Three US Soldiers Were Killed In Afghanistan Today In The Deadliest Attack This Year

The roadside bomb also wounded three other US service members as well as an American contractor.

Three US service members were killed by a roadside bomb in Ghazni province in southeastern Afghanistan on Tuesday in the deadliest day for American troops there this year.

The explosion wounded three other US service members as well as an American contractor; they've been evacuated and are receiving medical care, US military officials said.

The improvised explosive device detonated near Ghazni city, the provincial capital, which has seen stepped-up attacks since it was was overrun by Taliban forces in August.

The Pentagon is withholding the names of the troops killed until 24 hours after their families have been notified, Lt. Ubon Mendie, a spokesperson for Operation Resolute Support, said on Tuesday morning.

The deaths come three days after 25-year-old US Army Sgt. Leandro Jasso was killed in Nimruz province, in the southwest of the country.

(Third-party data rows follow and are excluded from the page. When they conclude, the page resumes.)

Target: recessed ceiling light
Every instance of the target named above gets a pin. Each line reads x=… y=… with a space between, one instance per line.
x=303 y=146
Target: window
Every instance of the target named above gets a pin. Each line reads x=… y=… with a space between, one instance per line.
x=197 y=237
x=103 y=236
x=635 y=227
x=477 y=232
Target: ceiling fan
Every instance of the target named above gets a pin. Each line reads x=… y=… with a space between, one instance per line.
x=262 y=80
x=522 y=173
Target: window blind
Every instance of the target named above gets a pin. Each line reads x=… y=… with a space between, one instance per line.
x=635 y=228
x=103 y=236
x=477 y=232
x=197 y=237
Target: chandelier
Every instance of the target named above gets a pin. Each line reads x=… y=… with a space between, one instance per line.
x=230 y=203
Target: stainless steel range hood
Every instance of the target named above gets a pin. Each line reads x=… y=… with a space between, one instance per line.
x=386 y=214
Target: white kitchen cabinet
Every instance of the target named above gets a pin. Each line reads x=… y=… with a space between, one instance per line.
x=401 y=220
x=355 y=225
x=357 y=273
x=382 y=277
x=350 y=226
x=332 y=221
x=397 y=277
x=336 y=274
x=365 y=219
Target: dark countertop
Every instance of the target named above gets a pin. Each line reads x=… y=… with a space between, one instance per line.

On Tuesday, the US military said its initial review indicated he “was likely accidentally shot by our Afghan partner force” when they “became engaged in a close-quarter battle during an assault on one of multiple barricaded al Qaeda shooters.”

Three weeks earlier, Maj. Brent Taylor was killed in an insider attack in Kabul. The 39-year-old was also the mayor of North Ogden, Utah, and was serving with his state's National Guard.

Of the 13 US service members killed in combat in Afghanistan this year, five died this month, as the war entered its 18th year.

"Sgt. Jasso was killed defending our nation, fighting al Qaeda alongside our Afghan partners," Army Gen. Scott Miller, the top US commander in Afghanistan, said in a statement.

Last month, Miller himself narrowly escaped a Taliban attack in Kandahar province that killed three senior Afghan officials and wounded three Americans.

Although the incident happened during a top-level meeting between US and Afghan officials, the US military dismissed the incident as an “an Afghan-on-Afghan incident.” One of the officials killed was the powerful police chief of the province, Gen. Abdul Raziq, whom the US-led coalition counted on to keep the security situation under control.

Four Czech soldiers with the US-led NATO mission have also been killed in recent months, in a suicide bombing and an insider attack.

There are about 15,000 US troops deployed to Afghanistan, most of them as part of a NATO mission to train, advise, and assist Afghan security forces fighting the Taliban. Of the 11 US service members killed in Afghanistan last year categorized as hostile deaths, five were investigated as possible friendly fire incidents.

The security situation in the country has continued to deteriorate, with the Taliban increasing the number of districts under their control despite US-led efforts to force the group from its strongholds. Since August 2016, "Afghan government control has decreased by roughly four percentage points, and the overall trend for the insurgency is rising control over the population," according to SIGAR’s latest report.

More than 28,000 Afghan security forces and police have been killed since 2015, Afghan President Ashraf Ghani said earlier this month.